HomeFundingFuelling innovation in Europe: Interview with SquareOne's partner Federico Wengi

Fuelling innovation in Europe: Interview with SquareOne’s partner Federico Wengi

Welcome to an insightful conversation with Federico Wengi, a Partner at SquareOne, a Berlin-based venture capital firm, dedicated to nurturing and propelling early-stage startups in Europe. With a focus on fostering B2B technology teams that tackle intricate challenges, Federico plays a pivotal role in SquareOne’s mission to catalyze innovation across the continent’s diverse startup landscape.

As a seasoned expert in identifying promising entrepreneurial talent, Federico offers unique insights into SquareOne’s investment strategy, emphasizing the crucial role of robust founding teams, and technical innovation. Join us as we delve into Federico’s perspective on the dynamic European startup ecosystem and his vision for the future of early-stage investments.

Could you provide an overview of SquareOne’s focus on startups across Europe and its investment strategy?

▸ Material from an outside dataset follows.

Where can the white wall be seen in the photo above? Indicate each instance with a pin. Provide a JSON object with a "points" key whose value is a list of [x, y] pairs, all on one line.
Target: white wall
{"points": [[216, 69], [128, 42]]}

SquareOne invests in B2B technology teams that solve complex problems in huge markets in Europe. As an early-stage investor, we focus on pre-seed and seed rounds with a ticket size between €350K and €3.5 million; usually, we aim to be the first institutional investor on the cap table. We’re looking for exceptional entrepreneurs with strong engineers in the founding teams, and we also really like to have technical IP in the companies we invest in. Companies that scale purely through sales or marketing are usually not the right fit for us. Open-source software, AI, robotics, developer tools, and payment tech are good examples.

While we’re open to investing anywhere across Europe, we pay special attention to the so-called Tier 2 and Tier 3 hubs that other investors often may overlook. To give you a few examples: We’ve made investments in smaller, non-tech-hub cities in Germany like Dresden (Wandelbots), Bochum (Edgeless Systems), or Giessen (Hygraph), and also invested in teams in Poland (VueStorefront), the Czech Republic (Codasip), or Italy (Glassfy). 

What specific criteria do you use when selecting startups for investment? Are there any particular qualities or factors that you prioritize?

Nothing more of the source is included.